La cosmétique à l'assaut des enfants

Masque hydratant en forme de panda, licorne ou Barbie: des marques de cosmétiques ciblent les enfants biberonnés aux routines beauté sur les réseaux sociaux, les exposant à des produits inutiles et potentiellement néfastes, s'alarment les dermatologues.

Surnommés les "Sephora Kids", certains enfants imitent dès l'âge de 7 ans leurs influenceuses préférées, exhibant leurs achats sur TikTok ou Youtube. (archives) © KEYSTONE/GAETAN BALLY

Comme beaucoup de célébrités, l'actrice canadienne Shay Mitchell a annoncé début novembre lancer sa marque de cosmétiques, Rini.

Particularité: cette gamme s'adresse aux enfants, dès l'âge de trois ans.

Sur son site, la marque propose des masques hydratants, après-soleil, ou pour tous les jours, à l'effigie d'une licorne, d'un panda ou d'un chiot, environ 5 euros l'unité.

Elle est loin d'être la seule. De nombreuses marques s'intéressent à ce qu'elles voient comme un marché alléchant.

Créée en 2018, Evereden, autre marque américaine en plein essor avec plus de 100 millions de dollars de chiffre d'affaires, vend de son côté des "brumes", des lotions toniques et des crèmes hydratantes destinées aux préadolescents.

Mais "l'enfant n'a pas besoin de cosmétiques, à part des produits d'hygiène, bien sûr - dentifrice et gel douche - et de produits solaires, quand il y a une exposition", rappelle pour l'AFP Laurence Coiffard, professeure en pharmacie à la faculté de Nantes, spécialisée en cosmétologie.

Perturbateurs endocriniens

Si l'on se fie aux réseaux sociaux, les jeunes de la génération Alpha s'essaient de plus en plus précocement à des "routines" de soins et de beauté.

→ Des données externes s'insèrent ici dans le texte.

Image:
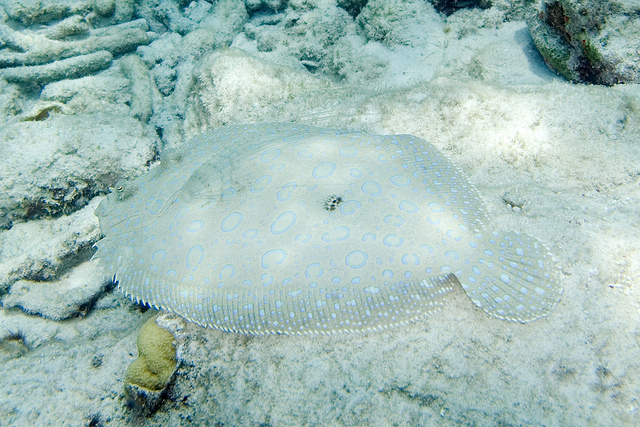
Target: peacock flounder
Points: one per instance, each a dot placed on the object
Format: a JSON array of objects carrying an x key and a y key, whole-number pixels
[{"x": 290, "y": 229}]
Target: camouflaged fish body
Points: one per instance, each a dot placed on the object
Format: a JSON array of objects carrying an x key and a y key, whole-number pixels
[{"x": 285, "y": 228}]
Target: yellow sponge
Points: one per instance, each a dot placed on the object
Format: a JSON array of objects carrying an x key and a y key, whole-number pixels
[{"x": 156, "y": 360}]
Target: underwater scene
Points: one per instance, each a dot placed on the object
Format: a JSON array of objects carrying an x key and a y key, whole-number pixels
[{"x": 319, "y": 212}]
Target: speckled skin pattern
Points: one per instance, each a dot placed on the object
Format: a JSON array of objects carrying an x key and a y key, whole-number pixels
[{"x": 290, "y": 229}]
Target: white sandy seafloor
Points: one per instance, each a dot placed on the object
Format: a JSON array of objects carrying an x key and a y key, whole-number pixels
[{"x": 557, "y": 160}]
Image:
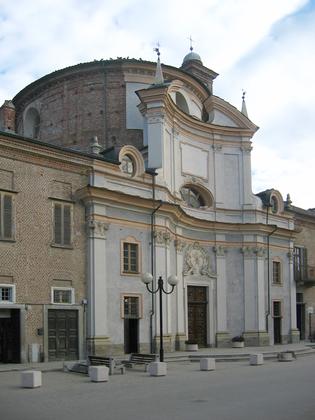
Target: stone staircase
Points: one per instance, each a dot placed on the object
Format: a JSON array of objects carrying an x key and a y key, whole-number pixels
[{"x": 233, "y": 356}]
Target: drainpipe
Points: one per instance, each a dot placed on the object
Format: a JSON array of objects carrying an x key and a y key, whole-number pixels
[
  {"x": 152, "y": 312},
  {"x": 268, "y": 268}
]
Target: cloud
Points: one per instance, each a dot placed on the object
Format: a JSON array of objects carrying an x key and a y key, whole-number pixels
[{"x": 264, "y": 47}]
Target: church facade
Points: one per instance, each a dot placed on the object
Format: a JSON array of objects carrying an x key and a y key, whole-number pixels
[{"x": 163, "y": 185}]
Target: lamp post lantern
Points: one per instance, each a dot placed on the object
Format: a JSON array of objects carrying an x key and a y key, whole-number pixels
[{"x": 172, "y": 281}]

Surnommées les "Sephora Kids", certaines imitent, dès l'âge de 7 ans, leurs influenceuses préférées, exhibant leurs achats sur TikTok ou Youtube.

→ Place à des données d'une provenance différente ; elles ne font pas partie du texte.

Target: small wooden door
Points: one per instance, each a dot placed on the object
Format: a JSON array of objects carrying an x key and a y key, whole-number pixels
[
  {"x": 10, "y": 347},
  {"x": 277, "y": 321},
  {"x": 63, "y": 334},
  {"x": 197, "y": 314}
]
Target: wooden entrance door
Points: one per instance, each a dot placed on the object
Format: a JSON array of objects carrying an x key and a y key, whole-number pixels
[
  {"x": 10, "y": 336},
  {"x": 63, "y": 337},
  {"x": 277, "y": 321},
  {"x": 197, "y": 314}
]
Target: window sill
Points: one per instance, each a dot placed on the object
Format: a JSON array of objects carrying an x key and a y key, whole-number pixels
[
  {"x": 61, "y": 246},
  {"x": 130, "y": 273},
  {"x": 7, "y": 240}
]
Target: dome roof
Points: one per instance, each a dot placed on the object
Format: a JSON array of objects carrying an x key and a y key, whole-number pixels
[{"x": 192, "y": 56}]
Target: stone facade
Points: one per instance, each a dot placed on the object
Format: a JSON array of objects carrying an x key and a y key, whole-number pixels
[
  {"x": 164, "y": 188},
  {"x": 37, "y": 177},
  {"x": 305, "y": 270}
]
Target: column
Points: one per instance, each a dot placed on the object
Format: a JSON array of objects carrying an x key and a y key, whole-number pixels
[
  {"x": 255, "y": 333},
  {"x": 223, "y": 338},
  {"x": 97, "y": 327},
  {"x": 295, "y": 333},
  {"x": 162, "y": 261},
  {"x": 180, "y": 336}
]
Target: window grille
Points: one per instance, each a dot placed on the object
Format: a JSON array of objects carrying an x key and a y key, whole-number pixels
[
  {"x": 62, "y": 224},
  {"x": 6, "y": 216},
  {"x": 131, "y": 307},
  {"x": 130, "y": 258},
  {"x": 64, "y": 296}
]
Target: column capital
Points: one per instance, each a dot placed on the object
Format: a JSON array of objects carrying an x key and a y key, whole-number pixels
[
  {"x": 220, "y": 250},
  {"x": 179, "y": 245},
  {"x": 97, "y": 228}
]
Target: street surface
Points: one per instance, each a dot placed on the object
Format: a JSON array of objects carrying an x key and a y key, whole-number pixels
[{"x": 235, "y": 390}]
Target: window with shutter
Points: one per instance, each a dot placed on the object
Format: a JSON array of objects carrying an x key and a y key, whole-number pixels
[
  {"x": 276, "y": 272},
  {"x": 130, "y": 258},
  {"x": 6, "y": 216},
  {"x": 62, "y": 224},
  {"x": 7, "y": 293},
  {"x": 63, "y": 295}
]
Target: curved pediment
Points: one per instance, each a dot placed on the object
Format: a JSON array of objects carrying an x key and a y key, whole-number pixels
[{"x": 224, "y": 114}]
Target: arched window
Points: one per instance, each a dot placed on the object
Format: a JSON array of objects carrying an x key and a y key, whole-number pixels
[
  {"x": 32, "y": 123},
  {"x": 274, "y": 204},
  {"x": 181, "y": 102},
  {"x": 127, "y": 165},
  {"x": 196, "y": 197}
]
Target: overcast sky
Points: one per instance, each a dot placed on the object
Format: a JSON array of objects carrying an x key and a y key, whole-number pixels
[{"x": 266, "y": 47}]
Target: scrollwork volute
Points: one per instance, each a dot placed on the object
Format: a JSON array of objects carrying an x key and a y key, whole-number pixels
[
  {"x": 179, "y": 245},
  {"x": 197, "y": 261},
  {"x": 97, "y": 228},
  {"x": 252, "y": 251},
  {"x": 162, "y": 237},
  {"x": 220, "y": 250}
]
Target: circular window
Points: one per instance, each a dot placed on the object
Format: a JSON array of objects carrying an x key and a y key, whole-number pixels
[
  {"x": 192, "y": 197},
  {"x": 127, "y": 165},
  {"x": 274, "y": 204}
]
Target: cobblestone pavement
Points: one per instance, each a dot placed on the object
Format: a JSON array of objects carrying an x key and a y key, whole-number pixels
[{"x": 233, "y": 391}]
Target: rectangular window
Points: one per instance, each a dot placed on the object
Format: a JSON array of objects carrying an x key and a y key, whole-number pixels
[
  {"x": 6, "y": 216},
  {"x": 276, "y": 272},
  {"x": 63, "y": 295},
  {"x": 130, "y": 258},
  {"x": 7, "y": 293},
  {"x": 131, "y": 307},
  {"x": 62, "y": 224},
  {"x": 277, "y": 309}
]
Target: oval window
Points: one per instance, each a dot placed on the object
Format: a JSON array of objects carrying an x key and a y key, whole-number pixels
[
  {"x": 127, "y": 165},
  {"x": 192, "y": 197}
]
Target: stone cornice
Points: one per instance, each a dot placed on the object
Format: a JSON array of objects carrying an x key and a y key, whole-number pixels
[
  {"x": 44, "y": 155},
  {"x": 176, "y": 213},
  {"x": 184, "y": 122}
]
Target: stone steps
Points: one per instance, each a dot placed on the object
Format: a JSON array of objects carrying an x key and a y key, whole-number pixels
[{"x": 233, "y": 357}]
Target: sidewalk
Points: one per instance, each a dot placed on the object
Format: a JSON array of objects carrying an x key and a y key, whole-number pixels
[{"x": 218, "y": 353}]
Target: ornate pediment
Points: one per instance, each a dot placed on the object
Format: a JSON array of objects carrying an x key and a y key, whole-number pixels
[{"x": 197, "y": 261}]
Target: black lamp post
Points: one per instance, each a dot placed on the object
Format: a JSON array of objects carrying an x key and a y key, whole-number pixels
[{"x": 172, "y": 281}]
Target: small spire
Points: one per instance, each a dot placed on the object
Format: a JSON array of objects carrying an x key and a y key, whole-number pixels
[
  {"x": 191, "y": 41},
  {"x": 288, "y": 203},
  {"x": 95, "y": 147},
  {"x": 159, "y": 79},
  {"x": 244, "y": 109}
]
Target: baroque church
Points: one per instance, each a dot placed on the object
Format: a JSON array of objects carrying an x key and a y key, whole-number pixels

Mais ce qui peut apparaître comme un jeu n'est pas sans risques, insistent les professionnels.

Car utiliser des produits cosmétiques pour adultes bourrés de substances chimiques expose à des perturbateurs endocriniens et à des phytoestrogènes qui peuvent perturber le développement hormonal et accroître les risques de développer des allergies cutanées, ont montré des études scientifiques, développe Mme Coiffard.

Pour étudier ce phénomène, Molly Hales et Sarah Rigali, chercheuses américaines de l'université Northwestern de Chicago, se sont fait passer pendant plusieurs mois pour des jeunes filles de 13 ans sur TikTok.

Elles ont ensuite analysé 100 vidéos beauté publiées par 82 profils de personnes mineures - et ont publié leurs travaux en juin dans la revue américaine Pediatrics.

Dans l'une des vidéos, une enfant a développé une éruption cutanée accompagnée de brûlures après s'être appliqué 14 produits différents sur le visage. Une autre a raconté se lever à 4h30 du matin pour faire sa "routine" de beauté avant d'aller à l'école.

"J'ai été choquée par l'ampleur de ce que je voyais dans ces vidéos, en particulier par le nombre impressionnant de produits que ces filles utilisaient", a déclaré Mme Hales à l'AFP.

"Image de soi faussée"

Les vidéos présentaient en moyenne six produits, souvent des crèmes anti-âges destinées aux adultes, pour un coût moyen de 145 euros.

Dans 25 vidéos analysées en détail, les produits contenaient en moyenne 11 et jusqu'à 21 substances potentiellement irritantes pour la peau des enfants.

Parmi les marques les plus plébiscitées : Glow, Drunk Elephant ou The Ordinary, qui se présentent comme des alternatives saines et naturelles à leurs concurrents riches en produits chimiques.

"Les enfants sont naturellement curieux, affirme Shay Mitchell, cofondatrice de Rini, sur Instagram, donc autant proposer des produits doux et sûrs auxquels les parents peuvent faire confiance".

Outre leurs potentiels effets néfastes, ces produits "perpétuent une certaine norme de beauté", en normalisant l'usage d'une panoplie de soins de beauté, "très coûteuse et chronophage", souligne Mme Hales.

Sur le plan psychologique, "le risque est de donner à l'enfant une image de soi faussée, voire érotisée", a dénoncé Pierre Vabres, membre de la Société française de dermatologie, lors d'une conférence de presse à Paris en novembre.

"De la même manière que l'enfant n'est pas un adulte en miniature", a-t-il insisté, "un cosmétique n'est pas un jouet".